Fill out your answers in hw3.answers.part4_q1 and hw3.answers.part4_q2

In [27]:
from cs236781.answers import display_answer
import hw3.answers

Question 1¶

Explain the results that you got here in comparison to the results achieved in the trained from scratch encoder from the preivous part.
If one of the models performed better, why was this so?
Will this always be the case on any downstream task, or was this phenomenom specific to this task?

In [28]:
display_answer(hw3.answers.part4_q1)

Your answer:

We fine-tuned a pre-trained Distil-BERT model for sentiment analysis using two methods: Method 1 involved freezing most layers and training only the final ones, while Method 2 retrained all parameters. Test accuracies were more than 80% for both Method 1 and Method 2 (when model 2 accuracy was higher then that of model 1). Comparing these results to the trained-from-scratch encoder in Part 3, which achieved a test accuracy of 67.9%, we can observe that the fine-tuned BERT models outperformed the encoder trained from scratch.

There are several factors that can contribute to the improved performance of the fine-tuned BERT models. Firstly, BERT is a powerful language model pre-trained on a large corpus of data, enabling it to capture rich contextual representations. By fine-tuning BERT on the specific sentiment analysis task, we leverage its pre-trained knowledge and allow it to adapt to the nuances of sentiment classification. Additionally, fine-tuning methods involve updating the weights of the pre-trained model based on task-specific data. In method 1, we froze the majority of the model's layers and only trained the last few linear layers. This approach is suitable when limited labeled data is available or when the pre-trained model is already knowledgeable in a similar domain. Method 2 involved retraining all the parameters of the model, allowing it to learn task-specific features from scratch or adapt its representations more flexibly.

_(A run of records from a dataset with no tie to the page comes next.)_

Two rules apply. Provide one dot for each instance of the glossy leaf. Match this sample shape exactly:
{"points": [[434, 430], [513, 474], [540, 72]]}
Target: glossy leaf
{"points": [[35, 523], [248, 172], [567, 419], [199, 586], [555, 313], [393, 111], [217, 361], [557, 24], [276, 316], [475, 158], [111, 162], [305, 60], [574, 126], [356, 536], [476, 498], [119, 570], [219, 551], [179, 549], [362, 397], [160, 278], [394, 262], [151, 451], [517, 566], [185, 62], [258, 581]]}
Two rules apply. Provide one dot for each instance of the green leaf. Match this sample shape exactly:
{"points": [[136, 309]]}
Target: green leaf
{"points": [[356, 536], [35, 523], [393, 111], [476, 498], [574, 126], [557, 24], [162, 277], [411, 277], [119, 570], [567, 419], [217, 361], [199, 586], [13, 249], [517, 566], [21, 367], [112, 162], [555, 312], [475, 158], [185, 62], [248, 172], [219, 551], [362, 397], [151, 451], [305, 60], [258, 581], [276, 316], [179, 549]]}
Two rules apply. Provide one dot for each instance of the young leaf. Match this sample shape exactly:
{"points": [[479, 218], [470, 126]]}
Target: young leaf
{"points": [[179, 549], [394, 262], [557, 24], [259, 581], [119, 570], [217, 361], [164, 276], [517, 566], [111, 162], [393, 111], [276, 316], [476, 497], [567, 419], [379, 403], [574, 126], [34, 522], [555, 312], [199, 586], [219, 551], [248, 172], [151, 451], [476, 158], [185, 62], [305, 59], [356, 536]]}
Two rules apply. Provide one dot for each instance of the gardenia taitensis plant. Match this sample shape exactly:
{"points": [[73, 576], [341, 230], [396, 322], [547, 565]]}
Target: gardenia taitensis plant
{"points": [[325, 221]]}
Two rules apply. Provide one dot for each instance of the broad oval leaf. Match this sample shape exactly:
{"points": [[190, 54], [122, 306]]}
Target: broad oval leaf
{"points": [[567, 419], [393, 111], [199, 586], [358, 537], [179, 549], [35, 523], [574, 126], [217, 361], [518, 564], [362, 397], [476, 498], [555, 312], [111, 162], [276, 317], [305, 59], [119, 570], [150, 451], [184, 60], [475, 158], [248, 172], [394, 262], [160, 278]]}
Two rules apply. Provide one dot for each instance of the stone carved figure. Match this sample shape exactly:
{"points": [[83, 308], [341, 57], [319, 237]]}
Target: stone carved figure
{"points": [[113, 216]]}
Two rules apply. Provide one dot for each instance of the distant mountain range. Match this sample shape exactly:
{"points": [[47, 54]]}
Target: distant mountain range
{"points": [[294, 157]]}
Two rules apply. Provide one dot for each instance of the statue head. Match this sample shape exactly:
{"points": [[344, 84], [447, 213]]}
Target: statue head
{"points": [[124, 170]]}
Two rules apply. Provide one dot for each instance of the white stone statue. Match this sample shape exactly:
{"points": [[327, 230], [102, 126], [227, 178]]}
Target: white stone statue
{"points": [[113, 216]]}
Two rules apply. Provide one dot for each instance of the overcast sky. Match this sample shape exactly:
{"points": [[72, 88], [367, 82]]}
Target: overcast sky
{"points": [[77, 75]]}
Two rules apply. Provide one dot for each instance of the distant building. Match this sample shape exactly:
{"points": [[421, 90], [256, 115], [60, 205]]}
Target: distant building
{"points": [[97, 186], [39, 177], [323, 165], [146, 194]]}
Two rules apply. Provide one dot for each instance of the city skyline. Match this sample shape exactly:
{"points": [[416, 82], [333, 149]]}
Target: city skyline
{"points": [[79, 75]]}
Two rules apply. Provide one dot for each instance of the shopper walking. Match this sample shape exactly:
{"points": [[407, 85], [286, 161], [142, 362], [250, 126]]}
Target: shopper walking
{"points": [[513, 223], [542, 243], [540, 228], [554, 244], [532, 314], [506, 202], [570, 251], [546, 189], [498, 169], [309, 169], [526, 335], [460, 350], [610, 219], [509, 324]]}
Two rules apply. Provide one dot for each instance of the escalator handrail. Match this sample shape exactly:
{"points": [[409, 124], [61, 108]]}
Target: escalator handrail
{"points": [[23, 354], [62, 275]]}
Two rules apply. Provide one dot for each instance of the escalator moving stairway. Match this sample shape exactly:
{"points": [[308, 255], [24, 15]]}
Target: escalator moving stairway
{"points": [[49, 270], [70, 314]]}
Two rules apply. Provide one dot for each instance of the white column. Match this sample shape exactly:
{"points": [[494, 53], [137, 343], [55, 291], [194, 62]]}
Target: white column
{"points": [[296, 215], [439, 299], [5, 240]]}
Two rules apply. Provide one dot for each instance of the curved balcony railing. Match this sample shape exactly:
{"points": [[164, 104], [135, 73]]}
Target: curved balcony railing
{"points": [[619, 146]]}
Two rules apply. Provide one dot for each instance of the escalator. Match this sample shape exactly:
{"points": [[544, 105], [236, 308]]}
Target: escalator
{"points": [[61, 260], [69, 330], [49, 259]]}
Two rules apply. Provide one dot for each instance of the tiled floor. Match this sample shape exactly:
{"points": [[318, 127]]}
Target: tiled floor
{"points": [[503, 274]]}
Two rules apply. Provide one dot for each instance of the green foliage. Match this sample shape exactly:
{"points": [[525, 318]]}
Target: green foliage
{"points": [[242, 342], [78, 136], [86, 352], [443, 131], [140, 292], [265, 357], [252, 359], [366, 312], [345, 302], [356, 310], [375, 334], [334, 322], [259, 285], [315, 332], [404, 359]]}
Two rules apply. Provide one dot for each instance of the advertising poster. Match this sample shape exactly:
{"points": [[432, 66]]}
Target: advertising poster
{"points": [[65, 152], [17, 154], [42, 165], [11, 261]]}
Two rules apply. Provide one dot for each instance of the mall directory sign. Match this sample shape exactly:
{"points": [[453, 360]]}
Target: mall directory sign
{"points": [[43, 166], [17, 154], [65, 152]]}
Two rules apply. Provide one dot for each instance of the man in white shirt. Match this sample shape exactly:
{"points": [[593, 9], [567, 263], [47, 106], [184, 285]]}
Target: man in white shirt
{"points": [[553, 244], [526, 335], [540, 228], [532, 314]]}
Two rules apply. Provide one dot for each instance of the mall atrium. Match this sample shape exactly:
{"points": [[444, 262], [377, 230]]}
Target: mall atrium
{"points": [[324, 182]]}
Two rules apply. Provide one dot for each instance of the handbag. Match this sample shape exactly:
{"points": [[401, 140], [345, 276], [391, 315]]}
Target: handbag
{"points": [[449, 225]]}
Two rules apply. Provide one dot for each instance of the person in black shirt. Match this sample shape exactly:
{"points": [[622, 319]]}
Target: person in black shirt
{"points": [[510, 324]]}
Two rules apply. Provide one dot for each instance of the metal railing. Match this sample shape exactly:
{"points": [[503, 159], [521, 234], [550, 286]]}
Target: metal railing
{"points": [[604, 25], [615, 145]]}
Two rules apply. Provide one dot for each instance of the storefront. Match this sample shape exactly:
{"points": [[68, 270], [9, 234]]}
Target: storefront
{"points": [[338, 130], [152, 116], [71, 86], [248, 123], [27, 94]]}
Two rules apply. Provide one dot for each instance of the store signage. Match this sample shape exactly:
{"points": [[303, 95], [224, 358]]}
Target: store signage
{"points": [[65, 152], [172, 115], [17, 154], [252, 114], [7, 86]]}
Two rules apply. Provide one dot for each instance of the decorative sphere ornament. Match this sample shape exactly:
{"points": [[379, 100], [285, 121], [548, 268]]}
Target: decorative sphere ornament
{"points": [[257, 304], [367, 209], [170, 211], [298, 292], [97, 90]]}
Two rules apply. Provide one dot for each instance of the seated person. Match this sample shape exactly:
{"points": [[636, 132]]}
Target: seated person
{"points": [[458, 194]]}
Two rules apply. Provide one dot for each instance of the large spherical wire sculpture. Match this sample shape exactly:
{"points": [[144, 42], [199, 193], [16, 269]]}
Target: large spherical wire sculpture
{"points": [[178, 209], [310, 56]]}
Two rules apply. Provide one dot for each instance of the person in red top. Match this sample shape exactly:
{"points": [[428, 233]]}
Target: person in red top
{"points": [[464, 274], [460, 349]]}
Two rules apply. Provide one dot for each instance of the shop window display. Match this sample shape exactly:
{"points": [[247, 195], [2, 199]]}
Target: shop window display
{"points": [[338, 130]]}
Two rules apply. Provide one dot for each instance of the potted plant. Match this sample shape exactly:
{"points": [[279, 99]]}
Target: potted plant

The superior performance of the fine-tuned BERT models in this specific task does not necessarily guarantee the same outcome in any downstream task. The effectiveness of pre-training and fine-tuning depends on various factors such as the size and diversity of the pre-training data, the similarity of the pre-training task to the downstream task, and the availability of labeled data for fine-tuning. Different tasks may require different strategies and approaches, and the performance of pre-trained models may vary across tasks.

Question 2¶

Assume that when fine-tuning, instead of freezing the last two linear layers, you instead froze some other internal model layers, such as the multi-headed attention blocks.
Would the model still be able to succesfully fine-tune to this task?
Or would the results be worse?
Explain

In [29]:
display_answer(hw3.answers.part4_q2)

Your answer:

When fine-tuning a pre-trained model, it's usually better to freeze the internal layers closer to the input and only update the last layers, like the classification head. This is because the deeper layers capture specific patterns for the task, while the earlier layers capture more general information.

If we freeze internal layers like the multi-headed attention blocks, the model can struggle to learn specific patterns and task-related details, resulting in poorer performance. Freezing these layers also disrupts the fine-tuning process by preventing them from adapting to the task-specific data. However, the impact of unfreezing internal layers can vary. If the pre-training and fine-tuning tasks are similar and we have enough data, unfreezing some layers may not have a big effect. But if the tasks are different or we have limited data, unfreezing internal layers can lead to overfitting or difficulties in fine-tuning due to increased complexity.

It's generally easier and more effective to freeze the internal layers and update only the last layers during fine-tuning. This allows the model to leverage its pre-trained knowledge while adapting to the specific task.